The press release, Gartner Says Solving ‘Big Data’ Challenge Involves More Than Just Managing Volumes of Data, did not take anyone interested in ‘Big Data’ by surprise.
From the news release:
Worldwide information volume is growing annually at a minimum rate of 59 percent annually, and while volume is a significant challenge in managing big data, business and IT leaders must focus on information volume, variety and velocity.
Volume: The increase in data volumes within enterprise systems is caused by transaction volumes and other traditional data types, as well as by new types of data. Too much volume is a storage issue, but too much data is also a massive analysis issue.

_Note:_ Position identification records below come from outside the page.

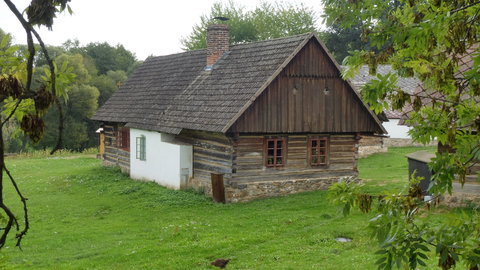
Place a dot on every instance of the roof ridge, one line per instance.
(272, 39)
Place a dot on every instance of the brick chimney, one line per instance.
(217, 42)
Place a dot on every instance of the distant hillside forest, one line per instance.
(100, 69)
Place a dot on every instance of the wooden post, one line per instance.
(218, 189)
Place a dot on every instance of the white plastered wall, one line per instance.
(166, 162)
(396, 131)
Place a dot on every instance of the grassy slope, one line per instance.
(87, 217)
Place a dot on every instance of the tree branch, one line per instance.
(25, 210)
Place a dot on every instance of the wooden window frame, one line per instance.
(123, 138)
(318, 148)
(140, 148)
(283, 155)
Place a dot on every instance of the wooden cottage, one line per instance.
(274, 117)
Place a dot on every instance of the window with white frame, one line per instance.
(140, 149)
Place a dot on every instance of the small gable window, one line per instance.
(140, 148)
(275, 152)
(123, 138)
(318, 151)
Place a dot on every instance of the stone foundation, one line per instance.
(243, 192)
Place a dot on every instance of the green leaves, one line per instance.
(266, 21)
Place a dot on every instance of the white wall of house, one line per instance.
(396, 131)
(165, 160)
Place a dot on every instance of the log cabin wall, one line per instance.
(309, 95)
(251, 179)
(212, 153)
(114, 155)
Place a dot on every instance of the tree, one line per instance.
(22, 100)
(436, 41)
(267, 21)
(108, 58)
(340, 40)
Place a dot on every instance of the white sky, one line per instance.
(145, 27)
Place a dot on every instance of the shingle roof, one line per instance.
(173, 92)
(168, 93)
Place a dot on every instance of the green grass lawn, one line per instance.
(85, 216)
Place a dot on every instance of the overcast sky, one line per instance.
(145, 27)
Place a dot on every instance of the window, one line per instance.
(123, 138)
(140, 148)
(275, 152)
(318, 151)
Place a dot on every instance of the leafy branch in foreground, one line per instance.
(438, 43)
(20, 98)
(407, 239)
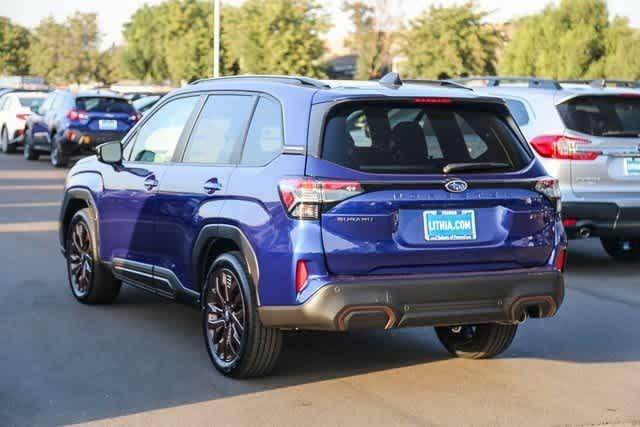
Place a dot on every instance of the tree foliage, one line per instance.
(445, 42)
(14, 47)
(66, 52)
(373, 36)
(277, 37)
(573, 40)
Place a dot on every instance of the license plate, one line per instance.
(632, 166)
(449, 225)
(107, 124)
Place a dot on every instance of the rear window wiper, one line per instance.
(622, 133)
(478, 166)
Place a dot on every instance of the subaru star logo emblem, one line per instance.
(456, 186)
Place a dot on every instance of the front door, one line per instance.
(129, 202)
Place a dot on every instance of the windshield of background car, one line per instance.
(30, 101)
(414, 138)
(615, 115)
(104, 105)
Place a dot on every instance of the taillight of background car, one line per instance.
(563, 147)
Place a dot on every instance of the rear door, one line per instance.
(608, 127)
(194, 189)
(413, 216)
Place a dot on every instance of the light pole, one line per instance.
(216, 38)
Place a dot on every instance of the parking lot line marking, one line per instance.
(30, 205)
(28, 227)
(30, 187)
(30, 174)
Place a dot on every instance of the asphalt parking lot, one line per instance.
(142, 360)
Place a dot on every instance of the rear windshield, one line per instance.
(617, 116)
(28, 102)
(401, 138)
(104, 105)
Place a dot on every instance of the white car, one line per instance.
(15, 108)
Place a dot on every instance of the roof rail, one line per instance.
(493, 81)
(442, 83)
(602, 83)
(296, 80)
(393, 81)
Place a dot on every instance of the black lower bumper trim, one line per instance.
(436, 300)
(602, 219)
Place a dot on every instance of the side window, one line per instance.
(518, 111)
(264, 140)
(217, 134)
(158, 137)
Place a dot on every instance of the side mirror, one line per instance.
(110, 153)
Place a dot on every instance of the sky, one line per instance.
(112, 14)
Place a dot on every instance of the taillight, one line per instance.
(302, 275)
(561, 260)
(303, 198)
(550, 189)
(563, 147)
(75, 115)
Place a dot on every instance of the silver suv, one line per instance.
(587, 134)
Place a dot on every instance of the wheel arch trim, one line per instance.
(212, 232)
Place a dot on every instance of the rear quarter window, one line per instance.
(410, 138)
(615, 115)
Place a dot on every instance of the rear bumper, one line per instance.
(434, 300)
(602, 219)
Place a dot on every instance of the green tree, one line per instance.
(571, 40)
(373, 36)
(66, 52)
(444, 42)
(14, 48)
(278, 37)
(144, 49)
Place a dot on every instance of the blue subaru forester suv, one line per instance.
(279, 203)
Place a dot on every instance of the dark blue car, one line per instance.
(72, 123)
(279, 203)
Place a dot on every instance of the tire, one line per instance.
(626, 250)
(91, 281)
(238, 344)
(29, 152)
(477, 341)
(58, 158)
(7, 148)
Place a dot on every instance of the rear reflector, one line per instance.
(563, 147)
(302, 274)
(561, 260)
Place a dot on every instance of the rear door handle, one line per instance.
(150, 183)
(212, 186)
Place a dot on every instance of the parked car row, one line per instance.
(587, 134)
(65, 123)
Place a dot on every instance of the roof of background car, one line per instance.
(568, 91)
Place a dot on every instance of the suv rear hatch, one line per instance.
(605, 132)
(430, 185)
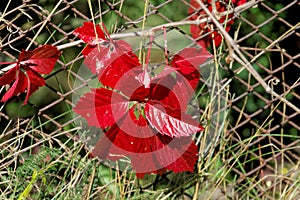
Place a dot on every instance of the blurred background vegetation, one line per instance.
(58, 167)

Variety: IT leaders have always had an issue translating large volumes of transactional information into decisions — now there are more types of information to analyze — mainly coming from social media and mobile (context-aware). Variety includes tabular data (databases), hierarchical data, documents, e-mail, metering data, video, still images, audio, stock ticker data, financial transactions and more.
Velocity: This involves streams of data, structured record creation, and availability for access and delivery. Velocity means both how fast data is being produced and how fast the data must be processed to meet demand.
While big data is a significant issue, Gartner analysts said the real issue is making sense of big data and finding patterns in it that help organizations make better business decisions.
Whether data is ‘big’ or ‘small,’ the real issue has always been making sense of it and using it to make business decisions. Did anyone ever contend otherwise?
As far as ‘big data,’ I think there are two not entirely obvious impacts it may have on analysis:
1) The streetlamp effect: We have all heard of or seen the cartoon with the guy searching for his car keys under a streetlamp. When someone stops to help and asks where he lost them, he points off into the darkness. When asked why he is searching here, the reply is “The light is better over here.”
With “big data,” there can be a tendency, having collected “big data,” to assume the answer must lie in its analysis. Perhaps so but having gathered “big data,” is no guarantee you have the right big data or that it is the data that can answer the question being posed. Start with your question and not the “big data” you happen to have on hand.
2) Similar to the first as data that does not admit to easy processing, data that is semantically diverse or simply not readily available/processable, may be ignored. Which may lead to a false sense of confidence in the data that is analyzed. This danger is particularly real when preliminary results with available data confirm current management plans or understandings.
Making sense out of data (big, small, or in-between) has always been the first step in its use in a business decision process. Even non-Gardner clients know that much.